Nicholas Maw (1935-2009)

The loss to which I referred in the title of this column is that of British composer Nicholas Maw, who died this month at the age of 73. Arguably, it is the second time that Britain has lost Maw, and for this very reason, our right to still describe him as a British composer could be challenged.

Maw was born at Grantham, Lincolnshire and studied at the Royal College of Music, where his teachers included Lennox Berkeley, followed by studies in Paris with Nadia Boulanger and (more significantly) with Max Deutsch, a former pupil of Schönberg.
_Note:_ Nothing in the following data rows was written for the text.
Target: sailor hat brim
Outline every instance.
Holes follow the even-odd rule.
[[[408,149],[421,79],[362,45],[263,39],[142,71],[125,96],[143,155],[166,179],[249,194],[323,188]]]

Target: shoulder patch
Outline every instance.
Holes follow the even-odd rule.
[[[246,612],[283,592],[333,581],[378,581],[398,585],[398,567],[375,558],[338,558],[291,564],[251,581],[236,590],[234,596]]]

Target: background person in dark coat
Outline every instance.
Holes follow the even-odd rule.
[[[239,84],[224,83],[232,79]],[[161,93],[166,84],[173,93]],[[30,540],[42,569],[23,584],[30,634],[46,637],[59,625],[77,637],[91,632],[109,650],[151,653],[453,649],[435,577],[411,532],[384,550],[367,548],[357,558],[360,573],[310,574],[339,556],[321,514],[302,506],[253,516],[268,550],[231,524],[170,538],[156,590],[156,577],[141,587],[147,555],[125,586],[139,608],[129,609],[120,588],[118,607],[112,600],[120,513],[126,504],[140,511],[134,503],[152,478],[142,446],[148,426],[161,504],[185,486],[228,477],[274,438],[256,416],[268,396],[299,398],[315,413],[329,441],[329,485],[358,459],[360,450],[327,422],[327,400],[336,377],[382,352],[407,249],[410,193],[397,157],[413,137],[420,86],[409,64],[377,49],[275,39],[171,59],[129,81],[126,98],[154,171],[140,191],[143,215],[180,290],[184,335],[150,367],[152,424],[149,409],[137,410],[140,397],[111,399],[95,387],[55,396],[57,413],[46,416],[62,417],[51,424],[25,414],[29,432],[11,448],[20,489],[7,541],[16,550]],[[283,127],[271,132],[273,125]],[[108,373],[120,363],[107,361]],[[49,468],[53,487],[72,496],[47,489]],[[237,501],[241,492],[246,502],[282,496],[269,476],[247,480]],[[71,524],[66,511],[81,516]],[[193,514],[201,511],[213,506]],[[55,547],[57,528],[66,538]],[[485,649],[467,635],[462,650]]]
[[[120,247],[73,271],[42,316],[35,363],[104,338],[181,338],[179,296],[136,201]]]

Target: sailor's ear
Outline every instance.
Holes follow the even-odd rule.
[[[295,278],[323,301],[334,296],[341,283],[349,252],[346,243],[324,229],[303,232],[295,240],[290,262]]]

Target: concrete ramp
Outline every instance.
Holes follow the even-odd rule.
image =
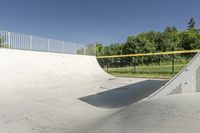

On his return to Britain from France, the 1950s and 1960s musical scene was a cold, ascetic place, in which melody and harmony were rarely seen in public. 'Compositions' by the strict serialist and the avant-garde composers of musique concrète were de rigeur. Maw experimented with 12-note composition but found it not to his liking, preferring instead the older principles of melody and harmony. For this he was often criticised as appearing to look backward to the late 19th- /early 20th-Century romantic school. In truth, Maw was keeping a flame alight in difficult times, and should not have been seen as looking backward, but rather forward, over the heads of the modernists, forward perhaps to the present-day modern romantics.

A hugely successful performance at the 1962 Proms of his work for soprano, mezzo, contralto and large orchestra, Scenes and Arias, brought Maw his first major acclaim.

One of two works for which Maw will most likely to be remembered is Odyssey, a huge work for symphony orchestra. Lasting over 90 uninterrupted minutes, the work which took Maw 14 years to complete was premièred at the 1987 Proms, but in a performance marred by a lack of adequate rehearsal time for the orchestra, and as a result ended up as only a partial performance.

Still struggling for critical acceptance in Britain, in the mid-1980s Maw had had enough, and left his native country to live in Washington DC; he was to remain in the USA until his death.

After two early operatic works, the second of which, The Rising of the Moon, commissioned by and first performed at Glyndebourne, was well received, Maw was commissioned by the BBC and the Royal Opera House, Covent Garden to write a third opera as part of the BBC Millennium project. The result, which was already a work-in-progress, was Sophie's Choice, the other of the two best-remembered works by the composer. The opera, based on the same William Styron novel as the Oscar-winning film starring Meryl Streep and Calvin Klein, premièred in late 2002, directed by Trevor Nunn and conducted by Sir Simon Rattle. It has received subsequent performances in both Berlin and Vienna.

Maw's work covers a range of performance genres: opera, orchestral, solo concerto, vocal and instrumental ensemble, choral and chamber music. In his later years, he suffered first from depression and subsequently from dementia and diabetes; he died of heart failure. He is survived by his partner since his move to America, Maija Hay, a Finnish-born ceramic artist.

Ironically, perhaps now there will be a proper re-evaluation of Maw's work which deserves better critical recognition in this country than it has received previously.

And the coincidental connection? From 1999 to 2008, Nicholas Maw was Professor of Composition at the Peabody Institute, the same place that sources those mp3 downloads I pointed out to you above. Sadly none of them are of a work by Maw.

I like to think in terms of vocabulary. My own vocabulary is one that contains characteristics related to many previous elements in music that are meaningful to me...I see my own music as having plenty of advanced elements, many of which nobody has yet commented on! I've always been interested in this flexibility of language.